While aircraft and pilots may steal the show when it comes to aviation, air traffic controllers are an absolutely essential element of the aviation industry. Without their highly-skilled eyes watching over and keeping pilots from running into each other, flying would harder than it already is.
If you're considering an air traffic control career, chances are you already know this, but what you may not know is there are several places air traffic controllers work. Once you complete your training, you can work as a tower, TRACON, or En-route controller.
Of all the career paths available to air traffic controllers, this is probably the one most people picture. These controllers are generally located at the airport in the tower if there is one.

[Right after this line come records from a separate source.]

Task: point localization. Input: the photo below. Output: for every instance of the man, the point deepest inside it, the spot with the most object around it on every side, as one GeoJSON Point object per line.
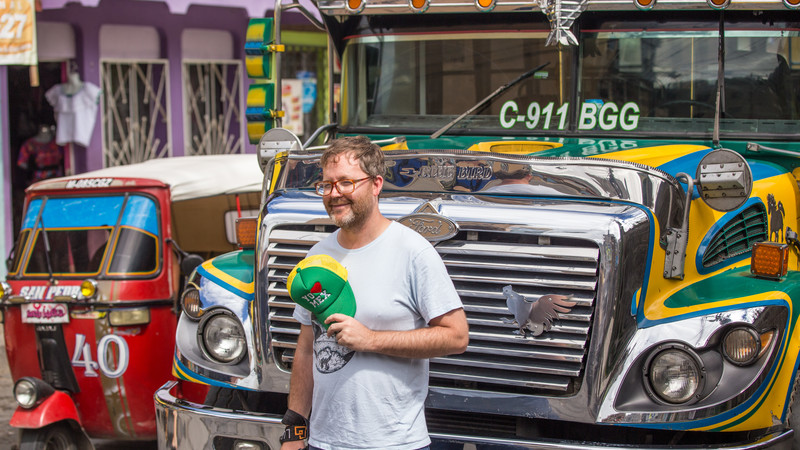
{"type": "Point", "coordinates": [367, 377]}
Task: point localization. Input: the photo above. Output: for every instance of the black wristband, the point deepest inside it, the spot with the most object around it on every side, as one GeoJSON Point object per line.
{"type": "Point", "coordinates": [296, 427]}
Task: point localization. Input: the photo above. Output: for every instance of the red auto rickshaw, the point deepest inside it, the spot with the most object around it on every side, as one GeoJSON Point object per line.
{"type": "Point", "coordinates": [91, 299]}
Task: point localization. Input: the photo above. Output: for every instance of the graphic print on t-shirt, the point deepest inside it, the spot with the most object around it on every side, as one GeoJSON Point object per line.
{"type": "Point", "coordinates": [328, 355]}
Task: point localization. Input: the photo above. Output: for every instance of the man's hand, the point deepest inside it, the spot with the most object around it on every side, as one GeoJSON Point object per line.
{"type": "Point", "coordinates": [350, 333]}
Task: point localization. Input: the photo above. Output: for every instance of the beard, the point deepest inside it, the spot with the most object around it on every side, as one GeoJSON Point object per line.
{"type": "Point", "coordinates": [359, 210]}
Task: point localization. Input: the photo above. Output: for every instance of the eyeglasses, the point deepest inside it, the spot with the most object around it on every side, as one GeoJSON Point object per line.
{"type": "Point", "coordinates": [343, 186]}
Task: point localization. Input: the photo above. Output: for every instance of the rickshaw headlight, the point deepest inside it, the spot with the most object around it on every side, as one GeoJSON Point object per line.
{"type": "Point", "coordinates": [5, 290]}
{"type": "Point", "coordinates": [29, 391]}
{"type": "Point", "coordinates": [674, 374]}
{"type": "Point", "coordinates": [222, 338]}
{"type": "Point", "coordinates": [88, 289]}
{"type": "Point", "coordinates": [190, 302]}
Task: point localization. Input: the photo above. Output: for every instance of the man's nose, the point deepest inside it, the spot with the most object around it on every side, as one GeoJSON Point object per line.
{"type": "Point", "coordinates": [335, 192]}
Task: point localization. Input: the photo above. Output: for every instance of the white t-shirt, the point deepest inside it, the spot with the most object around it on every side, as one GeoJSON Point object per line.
{"type": "Point", "coordinates": [75, 114]}
{"type": "Point", "coordinates": [366, 400]}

They spend their days and nights overseeing operations at the airport level. They control local weather reporting and issuing clearances for taxi, takeoff, and landing. In short, tower controllers control the airport.
Terminal Approach Control
Terminal approach control, or TRACON, handle everything near the airport. They are usually located in the same facility as the tower controllers, but they don't handle traffic on the ground.
TRACON handles every aircraft within a certain range--both inbound and outbound flights. They may see traffic for a specific field or, as is more common in larger cities, multiple fields.
These controllers are primarily concerned with sequencing and spacing aircraft for safe arrivals and departures.
Last but not least, en-route controllers handle all the airspace between major metropolitan areas. They typically work in dedicated facilities that are much larger than airport towers known as "centers." The center controllers work together to handle all traffic in specific regions by relying on long-range radar and radio services.
Once an aircraft is near its destination, the center controller will hand it off to approach control, who in turn will sequence the aircraft before handing it off to the tower controllers who will issue the landing clearance.
Air traffic controllers are an essential element of the aviation formula. They allow pilots to focus on flying their aircraft by providing weather services and helping pilots maintain separation in the sky. While the job may not come with as much glory as of the pilot, air traffic controllers are the linchpin that keeps the entire system safe and efficient.